Titolo: Blurred edges
Fandom: Supernatural
Personaggi:
Jack Kline, Castiel, Kelly Kline
Words: 656
Genere:
Introspettivo
Rating: Verde
Contesto:
Season 13
Beta: Nais
Disclaimer:
Supernatural e tutti i suoi personaggi non mi appartengono.
Blurred
edges
Sua madre
gli sorride sempre nei suoi sogni. Ha le guance gonfie e gli occhi
rossi, ma sorride a guardarlo, come se per lei vederlo fosse la cosa
più bella del mondo. La prima volta, quando Jack si
addormenta e non sa ancora cosa significhi sognare, non può
fare a meno di credere che sia davvero lì. La stringe forte
a sé, ne sente il calore e il respiro e un battito
così reale, così vivo che, se solo ne fosse
capace, vorrebbe non abbandonare mai.
Si sveglia con il
cuore che sembra volergli uscire dal petto e corre subito nella stanza
di Sam, perché sua madre è lì fuori da
qualche parte e lui ha bisogno di trovarla. Il cacciatore,
però, gli dice che è stato solo un sogno.
«Non
è reale, Jack. Mi dispiace.»
Così, dopo
quella volta, andare a dormire è diventato sempre
più semplice.
Svegliarsi, sempre un
po' più difficile.
Sente una stretta
dolorosa al petto. Non sa esattamente cosa sia, ma forse è
qualcosa che Dean gli ha fatto.
Perché Dean
è sempre arrabbiato quando Jack è nei paraggi, ma
quella sera era furioso.
Sam dice che non
è colpa sua, che Dean non voleva dire le brutte cose che ha
detto. Gli dice che quella è la stanza di Castiel e che per
il momento, solo per il momento, Jack non ci dovrebbe entrare.
Capisce che, anche per
lui, entrare in quella stanza è ancora troppo difficile.
Quella stessa notte si
addormenta con l'unico vero desiderio di vedere sua madre, poggiare il
volto sul suo grembo e lasciarsi sussurrare parole di conforto tra i
capelli.
E sua madre
è lì, come sempre, ma al suo fianco
c'è un altro volto familiare.
«Castiel?»
L'uomo gli sorride
incerto, quasi non ci fosse davvero abituato. I suoi contorni sono un
po' sfumati e Jack si ricorda che è solo un sogno, ma sapere
che non è reale non lo aiuta a sciogliere il nodo che inizia
ad ostruirgli la gola.
«Ciao
Jack.»
Fa un passo in avanti,
le braccia già pronte ad alzarsi ed avvolgersi attorno a
quell'illusione, ma poi si ferma.
Non è
sicuro che quel gesto sia ben voluto.
«Perché
sei qui?»
Castiel si acciglia
confuso.
«Perché
non dovrei?»
«Perché...
perché sei morto. Sei morto per colpa mia.»
Quelle sono le stesse
parole che Dean gli ha rivolto quella sera e Jack sa che sono vere, sa
che Castiel è morto perché ha cercato di
proteggerlo, perché Jack gli ha promesso cose che non
è stato capace di dargli e ora non c'è
più, l'uomo dagli occhi azzurri e il trench spiegazzato che
ha giurato di restargli sempre accanto.
«Oh,
Jack...»
C'è tanta
tristezza e rimorso in quello sguardo che per un attimo si chiede se,
dopotutto, Castiel non sia davvero lì.
«Non
è colpa tua»
È una frase
che ha più il sapore di un ricordo che di un sogno, ma non
ha il tempo di pensarci quando Castiel lo stringe forte al petto.

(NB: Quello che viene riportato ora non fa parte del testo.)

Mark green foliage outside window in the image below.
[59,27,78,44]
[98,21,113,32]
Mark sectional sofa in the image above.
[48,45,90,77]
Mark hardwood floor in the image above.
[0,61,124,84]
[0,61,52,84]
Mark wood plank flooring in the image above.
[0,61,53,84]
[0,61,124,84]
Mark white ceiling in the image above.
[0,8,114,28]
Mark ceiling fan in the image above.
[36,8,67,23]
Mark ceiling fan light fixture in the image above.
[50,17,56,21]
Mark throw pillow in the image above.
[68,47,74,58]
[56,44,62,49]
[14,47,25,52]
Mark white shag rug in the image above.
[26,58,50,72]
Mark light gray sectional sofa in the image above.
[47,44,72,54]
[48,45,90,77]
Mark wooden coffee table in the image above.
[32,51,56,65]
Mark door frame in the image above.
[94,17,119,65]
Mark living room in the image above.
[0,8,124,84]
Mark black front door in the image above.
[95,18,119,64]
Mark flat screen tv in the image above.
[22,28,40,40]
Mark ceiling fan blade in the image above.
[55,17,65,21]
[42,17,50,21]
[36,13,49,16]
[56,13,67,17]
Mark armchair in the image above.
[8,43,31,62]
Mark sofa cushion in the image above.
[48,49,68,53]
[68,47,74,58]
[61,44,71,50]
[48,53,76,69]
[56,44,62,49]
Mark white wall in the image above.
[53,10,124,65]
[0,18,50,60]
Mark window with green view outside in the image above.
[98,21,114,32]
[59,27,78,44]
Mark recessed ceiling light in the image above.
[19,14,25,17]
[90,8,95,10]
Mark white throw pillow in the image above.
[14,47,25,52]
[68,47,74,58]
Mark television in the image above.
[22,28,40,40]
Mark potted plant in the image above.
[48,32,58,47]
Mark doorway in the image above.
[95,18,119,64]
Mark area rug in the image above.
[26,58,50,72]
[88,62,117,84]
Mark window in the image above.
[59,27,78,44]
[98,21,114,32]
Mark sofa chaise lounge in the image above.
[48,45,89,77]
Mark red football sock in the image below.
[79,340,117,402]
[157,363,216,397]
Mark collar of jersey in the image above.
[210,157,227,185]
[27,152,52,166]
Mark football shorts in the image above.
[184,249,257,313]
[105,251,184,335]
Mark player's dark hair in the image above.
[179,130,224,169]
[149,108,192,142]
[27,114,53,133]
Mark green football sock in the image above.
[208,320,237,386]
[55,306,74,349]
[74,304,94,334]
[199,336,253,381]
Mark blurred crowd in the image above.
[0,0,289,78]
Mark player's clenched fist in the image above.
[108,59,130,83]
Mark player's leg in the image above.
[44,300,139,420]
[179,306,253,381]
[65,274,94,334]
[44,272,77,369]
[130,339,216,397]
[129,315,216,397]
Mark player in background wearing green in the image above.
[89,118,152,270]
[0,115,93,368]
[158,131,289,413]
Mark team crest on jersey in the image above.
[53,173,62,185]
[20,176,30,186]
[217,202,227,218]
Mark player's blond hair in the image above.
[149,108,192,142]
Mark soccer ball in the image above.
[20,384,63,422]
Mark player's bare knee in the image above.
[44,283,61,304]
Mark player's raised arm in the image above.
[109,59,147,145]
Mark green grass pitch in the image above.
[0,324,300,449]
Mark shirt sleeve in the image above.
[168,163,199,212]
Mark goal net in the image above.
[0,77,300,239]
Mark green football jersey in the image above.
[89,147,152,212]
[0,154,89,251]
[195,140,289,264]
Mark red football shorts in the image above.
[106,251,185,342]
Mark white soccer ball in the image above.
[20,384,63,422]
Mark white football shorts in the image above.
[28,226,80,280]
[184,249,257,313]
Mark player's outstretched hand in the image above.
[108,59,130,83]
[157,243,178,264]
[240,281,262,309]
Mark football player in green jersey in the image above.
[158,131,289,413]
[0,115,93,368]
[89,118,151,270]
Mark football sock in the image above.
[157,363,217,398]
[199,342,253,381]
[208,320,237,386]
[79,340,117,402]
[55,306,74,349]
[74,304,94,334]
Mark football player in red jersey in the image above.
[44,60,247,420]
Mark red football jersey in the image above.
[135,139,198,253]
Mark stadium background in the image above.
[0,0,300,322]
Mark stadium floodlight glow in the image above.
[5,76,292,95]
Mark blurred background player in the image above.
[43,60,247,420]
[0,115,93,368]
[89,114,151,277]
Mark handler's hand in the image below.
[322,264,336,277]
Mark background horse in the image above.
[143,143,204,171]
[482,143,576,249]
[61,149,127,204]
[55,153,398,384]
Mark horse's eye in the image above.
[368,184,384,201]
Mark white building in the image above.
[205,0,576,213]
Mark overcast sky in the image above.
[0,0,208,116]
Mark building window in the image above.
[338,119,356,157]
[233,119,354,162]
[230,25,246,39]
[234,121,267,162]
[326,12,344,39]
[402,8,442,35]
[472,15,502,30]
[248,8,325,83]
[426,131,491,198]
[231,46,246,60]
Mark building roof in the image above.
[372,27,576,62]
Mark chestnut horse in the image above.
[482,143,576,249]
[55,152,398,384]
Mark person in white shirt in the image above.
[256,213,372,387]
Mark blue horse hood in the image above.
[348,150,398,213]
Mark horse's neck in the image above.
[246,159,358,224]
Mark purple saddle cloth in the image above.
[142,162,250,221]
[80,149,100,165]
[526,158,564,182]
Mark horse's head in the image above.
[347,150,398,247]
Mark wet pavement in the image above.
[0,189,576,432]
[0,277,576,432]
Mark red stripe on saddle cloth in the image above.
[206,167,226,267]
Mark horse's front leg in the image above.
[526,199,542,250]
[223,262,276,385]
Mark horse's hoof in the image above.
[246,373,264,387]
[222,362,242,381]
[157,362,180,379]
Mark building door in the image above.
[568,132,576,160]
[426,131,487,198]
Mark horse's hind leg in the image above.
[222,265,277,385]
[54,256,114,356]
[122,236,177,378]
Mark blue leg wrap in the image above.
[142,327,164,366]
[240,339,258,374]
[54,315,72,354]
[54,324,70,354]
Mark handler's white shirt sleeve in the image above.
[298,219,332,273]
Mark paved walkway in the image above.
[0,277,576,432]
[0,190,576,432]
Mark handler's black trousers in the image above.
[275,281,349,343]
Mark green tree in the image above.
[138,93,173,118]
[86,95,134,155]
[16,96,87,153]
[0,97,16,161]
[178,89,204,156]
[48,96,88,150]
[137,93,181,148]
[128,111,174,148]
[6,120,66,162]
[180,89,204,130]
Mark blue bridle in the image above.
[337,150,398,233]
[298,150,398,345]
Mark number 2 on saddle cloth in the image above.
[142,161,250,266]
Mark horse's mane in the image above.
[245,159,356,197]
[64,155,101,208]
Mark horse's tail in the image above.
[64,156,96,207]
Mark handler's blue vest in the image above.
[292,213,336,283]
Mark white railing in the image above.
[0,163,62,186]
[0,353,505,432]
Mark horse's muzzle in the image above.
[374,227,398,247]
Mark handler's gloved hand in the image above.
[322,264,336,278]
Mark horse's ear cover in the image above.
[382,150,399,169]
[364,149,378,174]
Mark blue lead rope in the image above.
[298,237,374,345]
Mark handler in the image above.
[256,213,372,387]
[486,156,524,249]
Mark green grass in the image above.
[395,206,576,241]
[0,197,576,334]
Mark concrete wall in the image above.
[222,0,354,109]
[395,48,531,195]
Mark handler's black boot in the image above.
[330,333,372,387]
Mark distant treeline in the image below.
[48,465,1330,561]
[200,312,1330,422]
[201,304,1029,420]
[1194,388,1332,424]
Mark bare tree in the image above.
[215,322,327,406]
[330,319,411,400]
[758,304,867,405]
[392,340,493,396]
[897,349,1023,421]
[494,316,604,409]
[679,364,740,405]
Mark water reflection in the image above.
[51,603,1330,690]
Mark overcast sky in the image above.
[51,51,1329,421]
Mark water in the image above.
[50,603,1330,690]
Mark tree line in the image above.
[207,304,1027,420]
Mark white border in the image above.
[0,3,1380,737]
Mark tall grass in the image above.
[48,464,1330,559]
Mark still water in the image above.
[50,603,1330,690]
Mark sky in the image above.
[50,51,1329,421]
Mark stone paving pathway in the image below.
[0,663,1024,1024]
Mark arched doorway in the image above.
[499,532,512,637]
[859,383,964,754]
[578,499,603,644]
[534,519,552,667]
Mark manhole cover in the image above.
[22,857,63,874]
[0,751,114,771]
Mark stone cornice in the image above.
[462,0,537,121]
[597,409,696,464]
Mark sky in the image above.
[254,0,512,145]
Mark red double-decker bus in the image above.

Ricambia il gesto, all'inizio con una qualche esitazione, una paura che
poi inizia a dissiparsi man mano che si crogiola nell'abbraccio, fino a
quando chiude gli occhi e crede che forse, forse adesso potrebbe anche
non svegliarsi più. Perché sua madre è
ancora lì e suo padre lo tiene stretto tra le braccia come
fosse la cosa più preziosa del mondo e per un momento crede
di essere davvero felice.
Poi i contorni
iniziano a sfumare.
Jack si aggrappa a
Castiel con una disperazione che gli è fin troppo familiare,
con il bisogno di avere più tempo, perché no, non
è ancora pronto, non ancora.
Non vuole lasciarlo
andare.
Ha ancora bisogno di
sentirsi dire che Castiel, per lui, ci sarà sempre.
«Vorrei
davvero essere qui, Jack... mi dispiace.»
E poi apre gli occhi.
Sotto di lui il
cuscino è bagnato e Jack non capisce che quella è
la prima volta in cui abbia veramente pianto.